As a custom system, AWARD has limitations. Development of AWARD required the engagement of web programmers to hard-code functionality. At times this created a bottleneck that meant that rapid implementation of new functionality was not possible. A system designer with expertise in both medicine and technology was required to consult with data collectors and design usable functionality. Availability of this expertise was a limitation. Additionally, while informal feedback on usability was sought from staff, we did not collect formal technology usability assessment data.

Novelty

The fact that AWARD successfully serviced the operational complexities of ASPREE is in itself novel given that many other systems cannot provide for the complete needs of a clinical trial [31]. Achieving this functionality was made possible by the novel design methodology that focussed on supporting data collectors. The detailed data quality reporting capability of AWARD enabled demonstration that this design framework did indeed produce higher-quality data.

Conclusion

The AWARD suite is a system that was custom built to meet the needs of ASPREE’s data ecosystem.
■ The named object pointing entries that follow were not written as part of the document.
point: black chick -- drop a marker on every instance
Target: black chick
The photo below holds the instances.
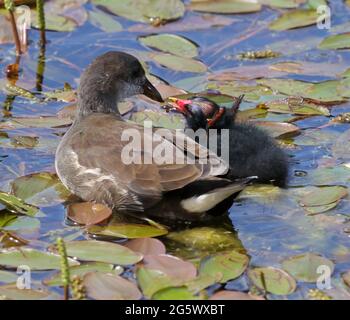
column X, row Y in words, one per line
column 252, row 151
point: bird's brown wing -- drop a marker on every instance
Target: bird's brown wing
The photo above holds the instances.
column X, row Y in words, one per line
column 105, row 148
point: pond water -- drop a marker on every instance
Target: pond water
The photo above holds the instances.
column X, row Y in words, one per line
column 268, row 223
AWARD provides proof of principle that designing technology to support data collectors can mitigate known causes of poor data quality; produce higher-quality data and facilitate highly detailed reporting. Pre-data collection activities (e.g. visit booking) are a key area for improvement in the technical support of clinical trials. Health IT products whether they be commercial, freeware or custom (such as AWARD) supporting the conduct of operational activity in addition to traditional data entry will be of enhanced use to community-based clinical trials. A standardised framework for reporting data quality would aid comparison of data quality across trials.